Mr. Calvert: The messages in DNA. Each cellular body has a message that is three billion characters long, a complexity recently described as indescribable. Is there a natural explanation to those messages? You find no physical or chemical law explaining that sequence. Any natural mechanism must resort to chance. The question is whether chance can explain those messages.

Chance is a real problem because its probability decreases exponentially as complexity increases. There is now interest in Intelligent Design because we are looking at cells, seeing this level of complexity and actually applying statistics to understand the probability of these things coming together by chance.

Along with biology, scientists are looking into the cosmos itself, finding that the laws regulating the operation of the universe cannot depend upon arbitrary quantities. The law of gravity, for example, can have any quantity, but for life to exist, its strength cannot be even a little bit off or we could not be here. Cosmologists have concluded that the universe is “too fine-tuned” for chance to explain that we have life.

Mr. Slobodnik: Why do supporters of Intelligent Design face such fierce persecution?

Mr. Calvert: Because the materialistic paradigm supports non-theistic beliefs that prefer not to have God intervening from time to time in the natural world.
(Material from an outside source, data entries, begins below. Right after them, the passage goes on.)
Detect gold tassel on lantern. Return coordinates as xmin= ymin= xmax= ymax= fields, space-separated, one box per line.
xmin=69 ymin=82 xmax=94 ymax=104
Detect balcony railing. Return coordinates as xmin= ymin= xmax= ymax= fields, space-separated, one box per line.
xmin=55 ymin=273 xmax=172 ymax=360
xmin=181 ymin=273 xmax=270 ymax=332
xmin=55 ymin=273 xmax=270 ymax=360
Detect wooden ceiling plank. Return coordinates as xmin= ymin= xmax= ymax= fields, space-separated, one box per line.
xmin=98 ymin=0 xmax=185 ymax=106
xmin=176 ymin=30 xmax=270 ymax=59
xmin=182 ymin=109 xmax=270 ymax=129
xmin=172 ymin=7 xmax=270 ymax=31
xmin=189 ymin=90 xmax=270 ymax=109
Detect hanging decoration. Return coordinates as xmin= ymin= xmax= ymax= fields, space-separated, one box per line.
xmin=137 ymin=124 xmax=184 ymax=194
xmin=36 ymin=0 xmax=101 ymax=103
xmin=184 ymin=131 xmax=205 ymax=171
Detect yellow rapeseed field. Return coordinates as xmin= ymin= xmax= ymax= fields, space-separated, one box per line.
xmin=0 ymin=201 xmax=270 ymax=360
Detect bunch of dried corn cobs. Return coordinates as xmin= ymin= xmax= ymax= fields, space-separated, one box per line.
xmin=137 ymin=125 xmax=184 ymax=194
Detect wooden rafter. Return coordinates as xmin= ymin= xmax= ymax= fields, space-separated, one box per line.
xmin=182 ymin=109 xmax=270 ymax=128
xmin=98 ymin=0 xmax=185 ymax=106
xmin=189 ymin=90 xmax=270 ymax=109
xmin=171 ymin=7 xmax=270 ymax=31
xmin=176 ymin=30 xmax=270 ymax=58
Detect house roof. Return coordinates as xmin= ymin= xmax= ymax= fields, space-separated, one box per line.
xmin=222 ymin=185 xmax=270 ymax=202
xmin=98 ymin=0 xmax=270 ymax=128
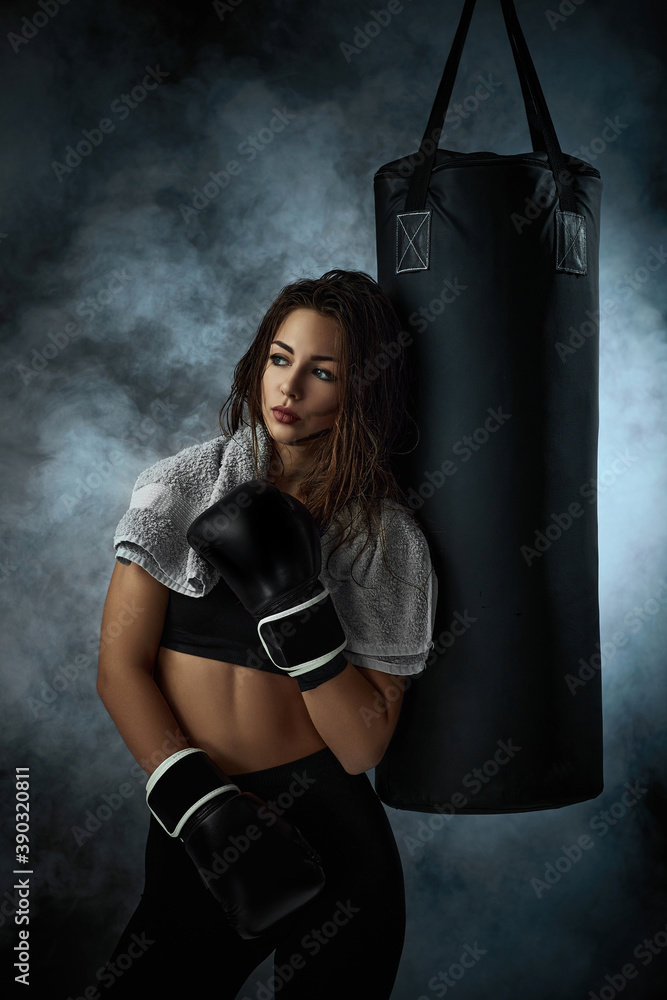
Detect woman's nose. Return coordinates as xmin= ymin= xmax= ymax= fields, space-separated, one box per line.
xmin=280 ymin=370 xmax=299 ymax=396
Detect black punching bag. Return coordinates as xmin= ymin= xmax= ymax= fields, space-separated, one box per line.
xmin=374 ymin=0 xmax=603 ymax=814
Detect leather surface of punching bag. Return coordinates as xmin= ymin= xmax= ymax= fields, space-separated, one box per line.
xmin=374 ymin=0 xmax=603 ymax=815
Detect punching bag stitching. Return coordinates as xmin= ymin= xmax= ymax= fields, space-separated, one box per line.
xmin=396 ymin=209 xmax=431 ymax=274
xmin=556 ymin=208 xmax=586 ymax=274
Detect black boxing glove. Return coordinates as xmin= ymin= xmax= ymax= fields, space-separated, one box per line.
xmin=146 ymin=747 xmax=325 ymax=939
xmin=187 ymin=479 xmax=347 ymax=691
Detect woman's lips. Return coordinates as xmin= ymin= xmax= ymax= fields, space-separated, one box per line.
xmin=273 ymin=409 xmax=301 ymax=424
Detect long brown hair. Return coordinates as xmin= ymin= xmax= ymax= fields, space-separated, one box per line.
xmin=219 ymin=269 xmax=416 ymax=584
Furthermore, one of the primary non-theistic beliefs is secular humanism, which says that since natural selection and evolution can explain life quite adequately, there is no rational basis for belief in a Creator, which makes us simple occurrences lacking purpose and meaning. There is no purpose of life if we are mere products of a mechanistic cause. So, if science allows Intelligent Design into the equation, it will have a significant effect on religion, ethics, bioethics, government and so forth. That is why Intelligent Design is being suppressed.

Mr. Slobodnik: How does Intelligent Design relate to science and religion?

Mr. Calvert: Science is theoretical and religion is dogmatic. In religion, you cannot argue with certain tenets that are accepted by faith. In science, every explanation should be open to criticism and revision. Science is inherently skeptical—and it should be. For example, evolution’s contention that life is not a product of Intelligent Design should be open inherently to question.

When that “unspoken” rule is used to exclude Intelligent Design, evolution ceases to be theoretical. It becomes a dogma or an ideology, and the use of that “unspoken” rule actually takes evolution out of science and into theology. For evolution to be scientific, it has to accept the challenge of Intelligent Design.

Mr. Slobodnik: Why do neo-Darwinians not want to discuss the subject of Intelligent Design?

Mr. Calvert: Because if they discuss Intelligent Design, they violate their “unspoken” rule, which is why they boycotted the hearings in Kansas. It would be sort of like saying to the Pope, “Let’s discuss the likelihood that the Resurrection did not occur” or, “Let’s discuss the likelihood that there was no virgin birth. Let’s discuss that issue and maybe we will find out that we are wrong.”